Peki, Genelkurmay başkanı Necdet Özel'e niçin kızıyorsunuz o zaman? Tam istediğinizi yapmıyor mu? Yoksa kendinize "darbeci" dedirtmeden darbe mi getirmek istiyorsunuz? İstemediğiniz hükümeti göndersin, siz beş sene sonra, ortalık yatıştığında, onu da "darbeciler yargılansın" diye kurtlara atın, hem de temiz bir vicdanla!

Belki de eveleyip gevelemek, polemiklerde boğulmak yerine kullandığınız kelimelere ve cümlelere dikkat etmek en iyisi. Vaktiyle "inkilap" ve "ihtilâl" kelimelerini "devrim" kelimesinde birleştirerek bir solcu ihtilâli ("devrimi") daha kabul edilir hâle getirme stratejisi vardı. En azından böyle gözüküyordu.

O hâlde AKP ve "yandaş basın"'ın kurduğu kelime tuzağını tersine çevirin, "darbe" ile "askeri müdahele"'yi ayırın.

Bakın 28 Şubat'a bile "darbe" dediler ve o süreçte rol alanlara da "darbeci" yaftası yapıştırtdılar, yargılıyorlar

Darbe kelimesini bir rejimi değiştirmek için yapılan bir  hareket sayarsanız, bir rejimi korumak, ciddi bir tehlikeden kurtarmak için son çare olarak yapılacak bir harekete meselâ askeri müdahele derseniz (bir hastalığa "müdahele"edileceği gibi)

O zaman dabeciler AKP ve arkasındaki "cemaat" olur, asker de darbe yapmamış, yapılmış olan darbeye müdahele etmiş olur.

ENGLISH
The footnote links do not work; you will have to scroll down to to the footnotes for expanded information. Opening the blogsite on two seperate windows and keeping one on the footnotes will make it easier to go back and forth. Sorry for the inconvenience, I'm no expert!.
Other links should work.

There was public reaction to the Balyoz ("Sledgehammer") verdicts. But on the other side of the coin, an attorney for the persecution was unhappy with the 34 acquittals. He feels they got off too lightly.

Another cute embellishment of the verdicts was that the condemned officers lose their conjugal rights as husbands, paternity rights as fathers, and retirement benefits. 

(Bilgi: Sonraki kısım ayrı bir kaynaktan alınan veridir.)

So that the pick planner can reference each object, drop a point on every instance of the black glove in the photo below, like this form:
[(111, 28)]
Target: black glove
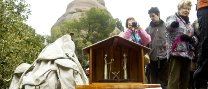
[(186, 38), (174, 24)]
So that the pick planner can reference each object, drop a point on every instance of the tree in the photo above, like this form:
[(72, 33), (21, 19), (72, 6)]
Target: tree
[(94, 25), (18, 42)]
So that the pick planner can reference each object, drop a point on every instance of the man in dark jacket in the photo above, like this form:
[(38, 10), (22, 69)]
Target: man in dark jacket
[(158, 66)]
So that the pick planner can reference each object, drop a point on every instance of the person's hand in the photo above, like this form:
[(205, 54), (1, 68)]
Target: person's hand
[(174, 24)]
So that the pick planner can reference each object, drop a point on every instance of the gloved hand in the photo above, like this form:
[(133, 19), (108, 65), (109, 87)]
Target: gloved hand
[(174, 24)]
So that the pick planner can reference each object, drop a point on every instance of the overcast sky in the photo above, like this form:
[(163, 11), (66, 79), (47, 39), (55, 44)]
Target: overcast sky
[(44, 13)]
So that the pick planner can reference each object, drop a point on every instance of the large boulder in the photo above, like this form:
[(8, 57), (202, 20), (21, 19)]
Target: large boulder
[(77, 7)]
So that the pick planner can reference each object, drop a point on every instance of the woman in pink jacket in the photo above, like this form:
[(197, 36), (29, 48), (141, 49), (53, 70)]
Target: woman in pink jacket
[(135, 33)]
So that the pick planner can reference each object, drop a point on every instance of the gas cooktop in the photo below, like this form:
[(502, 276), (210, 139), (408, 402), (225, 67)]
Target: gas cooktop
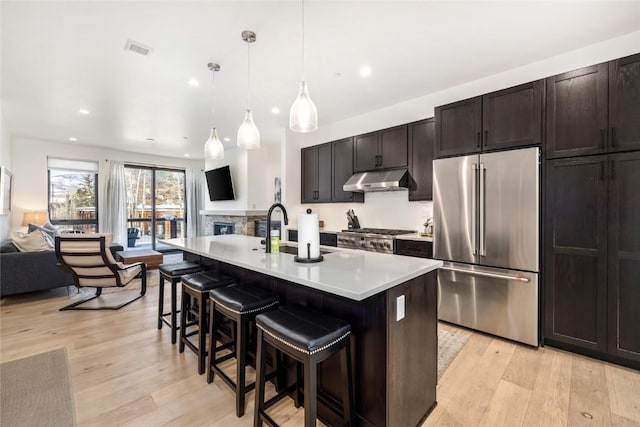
[(382, 231)]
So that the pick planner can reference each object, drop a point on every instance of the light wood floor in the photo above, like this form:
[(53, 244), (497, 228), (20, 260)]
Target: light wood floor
[(126, 372)]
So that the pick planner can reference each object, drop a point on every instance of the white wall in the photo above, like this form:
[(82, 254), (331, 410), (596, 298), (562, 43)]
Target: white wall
[(5, 160), (29, 157), (393, 210)]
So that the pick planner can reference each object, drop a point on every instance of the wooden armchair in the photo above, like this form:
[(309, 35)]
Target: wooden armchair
[(88, 258)]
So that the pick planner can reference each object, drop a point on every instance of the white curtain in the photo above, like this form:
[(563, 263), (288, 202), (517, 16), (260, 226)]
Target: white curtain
[(194, 202), (114, 208)]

So much for the "Sledgehammer", now on with the Ergenekon trials. Life is so much fun in this democratic state under rule of law.

Photos from the press, demonstrations against the "Sledgehammer" verdicts in Ankara, Izmir and Istanbul. The banner carried by the Istanbul group (below) reads "Army, People, Hand in Hand"

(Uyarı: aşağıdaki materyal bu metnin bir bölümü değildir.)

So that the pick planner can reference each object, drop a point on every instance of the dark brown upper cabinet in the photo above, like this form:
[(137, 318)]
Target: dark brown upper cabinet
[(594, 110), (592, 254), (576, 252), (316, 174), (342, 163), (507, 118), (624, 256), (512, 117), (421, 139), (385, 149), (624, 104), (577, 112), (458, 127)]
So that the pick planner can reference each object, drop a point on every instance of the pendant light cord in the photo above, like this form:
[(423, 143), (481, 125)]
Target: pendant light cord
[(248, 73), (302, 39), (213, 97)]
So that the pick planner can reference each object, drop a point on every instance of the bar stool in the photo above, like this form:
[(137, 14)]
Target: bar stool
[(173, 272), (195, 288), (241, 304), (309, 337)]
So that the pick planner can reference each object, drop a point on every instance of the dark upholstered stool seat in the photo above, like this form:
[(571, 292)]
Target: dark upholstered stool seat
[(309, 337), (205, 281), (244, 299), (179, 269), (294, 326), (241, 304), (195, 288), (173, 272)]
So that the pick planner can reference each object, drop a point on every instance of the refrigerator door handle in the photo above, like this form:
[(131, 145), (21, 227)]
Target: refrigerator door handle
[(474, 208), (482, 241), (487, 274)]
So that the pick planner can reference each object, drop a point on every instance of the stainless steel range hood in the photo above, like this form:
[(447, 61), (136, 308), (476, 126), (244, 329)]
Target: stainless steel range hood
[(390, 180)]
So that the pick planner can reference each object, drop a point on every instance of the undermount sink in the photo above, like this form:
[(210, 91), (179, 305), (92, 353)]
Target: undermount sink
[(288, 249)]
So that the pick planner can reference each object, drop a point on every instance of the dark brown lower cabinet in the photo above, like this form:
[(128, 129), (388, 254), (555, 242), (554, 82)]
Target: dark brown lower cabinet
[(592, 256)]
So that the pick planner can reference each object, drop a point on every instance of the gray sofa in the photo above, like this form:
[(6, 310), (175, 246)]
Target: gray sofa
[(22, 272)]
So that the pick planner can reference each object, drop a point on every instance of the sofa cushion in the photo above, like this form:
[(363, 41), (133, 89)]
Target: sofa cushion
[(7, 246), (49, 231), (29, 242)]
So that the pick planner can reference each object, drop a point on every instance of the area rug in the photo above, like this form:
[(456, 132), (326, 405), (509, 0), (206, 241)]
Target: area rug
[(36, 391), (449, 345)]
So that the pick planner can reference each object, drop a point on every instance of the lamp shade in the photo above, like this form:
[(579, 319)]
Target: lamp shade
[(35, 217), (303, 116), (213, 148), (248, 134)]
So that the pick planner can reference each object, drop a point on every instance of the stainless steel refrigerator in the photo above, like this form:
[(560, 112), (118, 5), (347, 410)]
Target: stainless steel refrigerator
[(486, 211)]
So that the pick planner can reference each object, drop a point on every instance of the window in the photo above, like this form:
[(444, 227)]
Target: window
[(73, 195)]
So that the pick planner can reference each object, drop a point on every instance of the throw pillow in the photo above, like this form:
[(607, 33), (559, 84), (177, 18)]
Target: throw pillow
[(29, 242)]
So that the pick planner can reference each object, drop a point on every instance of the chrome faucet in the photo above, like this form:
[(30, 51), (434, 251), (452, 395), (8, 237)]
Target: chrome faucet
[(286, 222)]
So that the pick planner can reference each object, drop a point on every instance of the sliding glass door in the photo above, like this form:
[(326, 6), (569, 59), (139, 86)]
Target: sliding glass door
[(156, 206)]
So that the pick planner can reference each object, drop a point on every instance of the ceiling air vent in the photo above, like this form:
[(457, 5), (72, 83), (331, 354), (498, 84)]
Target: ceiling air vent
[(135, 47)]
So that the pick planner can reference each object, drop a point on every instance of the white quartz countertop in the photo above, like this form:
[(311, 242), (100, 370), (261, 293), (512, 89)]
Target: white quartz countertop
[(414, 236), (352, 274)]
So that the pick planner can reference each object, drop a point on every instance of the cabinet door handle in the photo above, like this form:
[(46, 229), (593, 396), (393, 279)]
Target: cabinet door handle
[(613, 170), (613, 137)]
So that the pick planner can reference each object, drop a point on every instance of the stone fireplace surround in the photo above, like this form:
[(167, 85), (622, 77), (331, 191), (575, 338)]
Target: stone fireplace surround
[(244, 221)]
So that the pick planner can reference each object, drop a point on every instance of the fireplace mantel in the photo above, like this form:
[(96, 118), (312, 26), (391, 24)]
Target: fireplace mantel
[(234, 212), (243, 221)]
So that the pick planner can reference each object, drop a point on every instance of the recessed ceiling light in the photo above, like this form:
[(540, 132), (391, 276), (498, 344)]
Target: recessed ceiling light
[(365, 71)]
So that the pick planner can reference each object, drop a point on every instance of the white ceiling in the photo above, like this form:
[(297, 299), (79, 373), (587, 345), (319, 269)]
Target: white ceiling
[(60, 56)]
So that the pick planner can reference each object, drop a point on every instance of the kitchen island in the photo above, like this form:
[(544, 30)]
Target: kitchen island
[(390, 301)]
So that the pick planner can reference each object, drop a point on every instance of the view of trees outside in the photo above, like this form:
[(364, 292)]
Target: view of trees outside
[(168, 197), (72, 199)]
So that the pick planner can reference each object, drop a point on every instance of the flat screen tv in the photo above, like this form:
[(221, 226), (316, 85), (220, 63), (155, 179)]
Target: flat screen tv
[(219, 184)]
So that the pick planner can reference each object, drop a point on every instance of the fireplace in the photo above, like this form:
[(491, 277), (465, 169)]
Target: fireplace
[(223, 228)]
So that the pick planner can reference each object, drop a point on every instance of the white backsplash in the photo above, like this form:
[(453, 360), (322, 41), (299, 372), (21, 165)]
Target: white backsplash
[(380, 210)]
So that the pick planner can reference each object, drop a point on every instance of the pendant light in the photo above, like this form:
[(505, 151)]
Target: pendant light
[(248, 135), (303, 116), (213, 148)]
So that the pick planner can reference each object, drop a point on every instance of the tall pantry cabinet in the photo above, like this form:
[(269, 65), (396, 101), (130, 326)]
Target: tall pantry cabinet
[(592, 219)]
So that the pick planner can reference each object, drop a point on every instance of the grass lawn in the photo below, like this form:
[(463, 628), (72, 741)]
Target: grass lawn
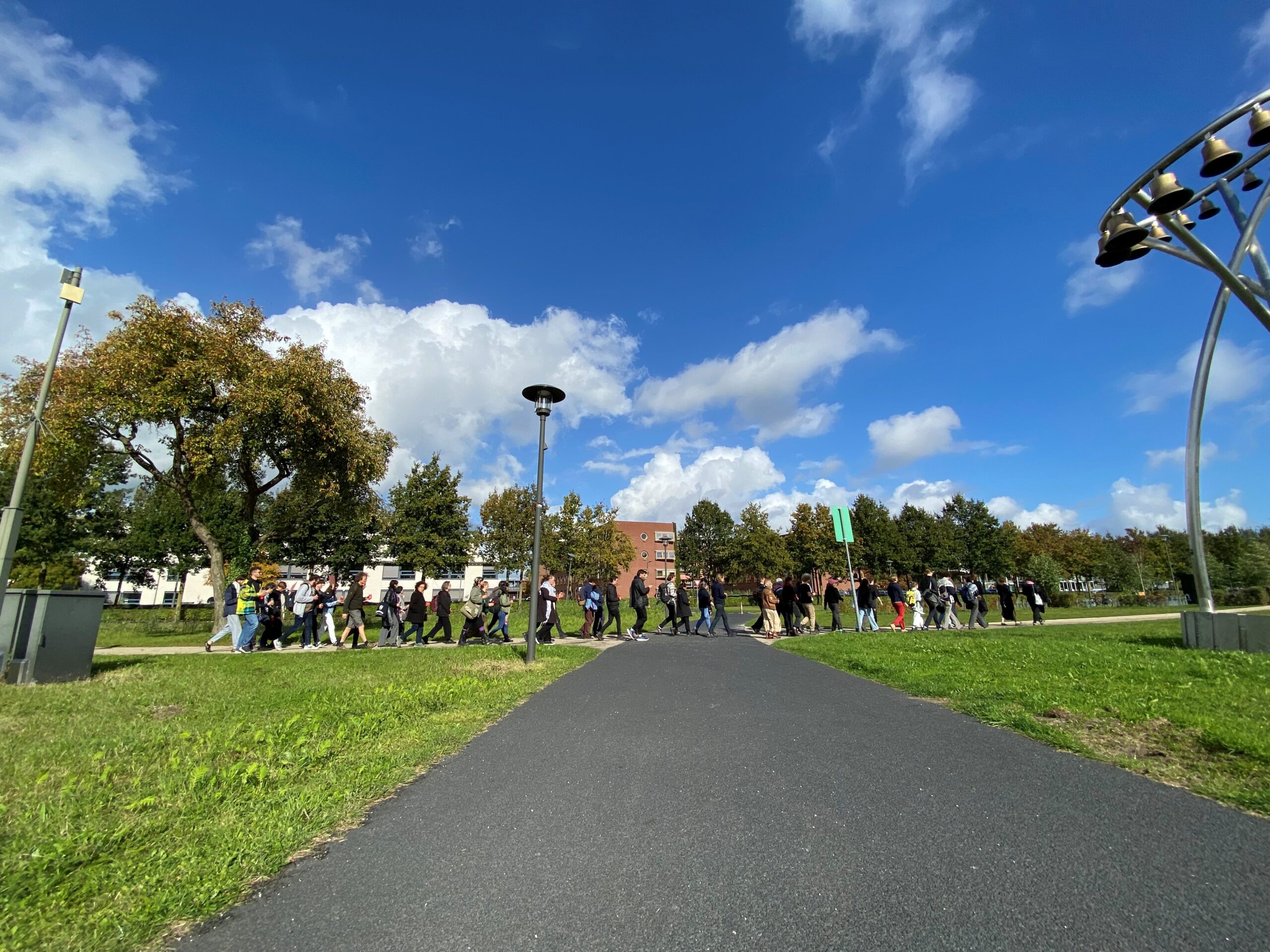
[(1128, 694), (157, 791)]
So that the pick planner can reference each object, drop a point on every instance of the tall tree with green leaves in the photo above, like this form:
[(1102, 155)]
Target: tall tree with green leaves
[(758, 549), (705, 540), (426, 527)]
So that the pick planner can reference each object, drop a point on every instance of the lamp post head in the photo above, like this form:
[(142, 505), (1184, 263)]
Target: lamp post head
[(543, 397)]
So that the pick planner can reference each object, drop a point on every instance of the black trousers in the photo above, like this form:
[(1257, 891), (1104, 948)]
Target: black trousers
[(443, 624)]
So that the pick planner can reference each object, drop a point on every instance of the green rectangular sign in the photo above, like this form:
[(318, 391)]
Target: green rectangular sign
[(842, 525)]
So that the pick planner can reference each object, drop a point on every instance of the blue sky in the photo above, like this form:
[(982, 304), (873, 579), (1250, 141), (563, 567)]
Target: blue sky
[(781, 252)]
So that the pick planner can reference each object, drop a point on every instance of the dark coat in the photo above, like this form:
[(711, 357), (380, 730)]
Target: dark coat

The demonstrators are now defending our soldiers more openly. The slogan "no clogs, no boots" from the optimistic Çağlayan demonstration is now pretty much forgotten.[1] Even the slogan “Army and People Hand in Hand”, relic of May 27th, 1960,[2] has been taken out of mothballs and put into circulation. Just take a look at this headline below, which appeared in Aydınlık, a left-leaning newspaper affiliated with the Labor Party.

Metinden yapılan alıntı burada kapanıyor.